We chose women that mimicked the inclusion criteria of the very first seminal trial in the United States, which was P1, the tamoxifen trial. Women had to be post-menopausal, so that was different; they could be 35 years of age or over, because some women are menopausal earlier than others; they had to have one more risk factor at least, or more. Age of 60 alone allowed them into the trial; precursor lesions that we’ve discussed; ductal carcinoma started treated with mastectomy and a Gale score of at least 1.66 or above, the FDA threshold for tamoxifen. Gale is an interesting score because it takes into account all the reproductive history and all the risk factors that we know about – previous benign disease, family history, all kinds of things. So it gives a score, it’s an on-line tool that women use and doctors, and we set that at 1.66 or above. So that was the patient population.

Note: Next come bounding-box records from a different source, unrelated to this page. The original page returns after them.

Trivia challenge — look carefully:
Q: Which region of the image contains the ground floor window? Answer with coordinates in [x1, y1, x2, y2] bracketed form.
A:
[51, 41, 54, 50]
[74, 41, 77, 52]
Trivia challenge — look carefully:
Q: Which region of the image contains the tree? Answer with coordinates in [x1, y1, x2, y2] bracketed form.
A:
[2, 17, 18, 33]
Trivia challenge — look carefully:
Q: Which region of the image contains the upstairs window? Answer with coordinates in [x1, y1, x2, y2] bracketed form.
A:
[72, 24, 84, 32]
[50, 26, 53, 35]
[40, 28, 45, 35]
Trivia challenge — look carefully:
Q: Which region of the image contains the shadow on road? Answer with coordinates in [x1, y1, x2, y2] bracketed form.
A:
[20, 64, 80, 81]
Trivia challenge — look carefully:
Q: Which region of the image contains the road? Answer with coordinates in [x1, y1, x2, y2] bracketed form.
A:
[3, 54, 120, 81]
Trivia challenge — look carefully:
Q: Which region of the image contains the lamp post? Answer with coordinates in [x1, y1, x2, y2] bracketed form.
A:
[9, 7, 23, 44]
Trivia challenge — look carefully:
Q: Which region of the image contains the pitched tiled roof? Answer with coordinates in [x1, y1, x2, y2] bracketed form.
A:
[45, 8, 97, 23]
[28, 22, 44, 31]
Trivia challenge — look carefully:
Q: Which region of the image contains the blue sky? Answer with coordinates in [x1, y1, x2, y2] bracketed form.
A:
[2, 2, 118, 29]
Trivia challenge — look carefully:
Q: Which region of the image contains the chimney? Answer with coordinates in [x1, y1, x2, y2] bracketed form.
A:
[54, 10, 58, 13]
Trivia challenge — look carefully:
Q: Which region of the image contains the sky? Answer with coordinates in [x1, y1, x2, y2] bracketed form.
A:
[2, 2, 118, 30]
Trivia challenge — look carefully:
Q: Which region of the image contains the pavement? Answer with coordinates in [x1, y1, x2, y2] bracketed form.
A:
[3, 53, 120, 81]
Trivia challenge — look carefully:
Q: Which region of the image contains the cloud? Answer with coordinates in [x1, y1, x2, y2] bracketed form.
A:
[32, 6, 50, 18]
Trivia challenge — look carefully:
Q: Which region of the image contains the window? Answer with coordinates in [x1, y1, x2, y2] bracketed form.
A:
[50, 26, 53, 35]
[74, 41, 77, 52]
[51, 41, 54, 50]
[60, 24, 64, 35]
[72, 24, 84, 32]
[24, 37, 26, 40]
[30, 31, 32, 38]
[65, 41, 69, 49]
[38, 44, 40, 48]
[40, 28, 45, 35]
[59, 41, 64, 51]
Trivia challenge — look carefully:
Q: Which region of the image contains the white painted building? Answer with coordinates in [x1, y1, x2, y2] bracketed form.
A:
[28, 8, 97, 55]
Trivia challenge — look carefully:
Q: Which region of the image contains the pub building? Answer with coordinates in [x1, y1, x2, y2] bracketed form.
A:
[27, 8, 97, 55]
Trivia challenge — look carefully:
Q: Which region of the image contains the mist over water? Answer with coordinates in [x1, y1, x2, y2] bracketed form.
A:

What’s possibly more important, though, is that the actual cancer event rates were similar in our trial to other trials, despite the slight variation in inclusion criteria. But at the end of the day, if you said to whom does this apply, the first experimental answer, the correct answer, for any experiment which is successful, is those best fitting this result are those that could have gone into this trial, because that’s exactly who this result benefitted.
Where do you see the potential for replacing tamoxifen with exemestane?
Not in pre-menopausal women; not in BRCA1 or 2 carriers, which we haven’t tested in this trial and perhaps not for some women who would chose that route anyway. They will rival tamoxifen in price, they’ll become generic and the cost will fall, but it’s hard to imagine that any woman who wants to have breast cancer prevention who is menopausal would select tamoxifen above this, but I don’t want to give the impression that we’ve compared ourselves to tamoxifen or that tamoxifen is a valueless thing. As a breast cancer doctor, I wish more people had used tamoxifen and if this result only increased the debate to make more doctors use tamoxifen I’d be happy, but I think there’s a better choice, certainly for menopausal women it’s a better choice.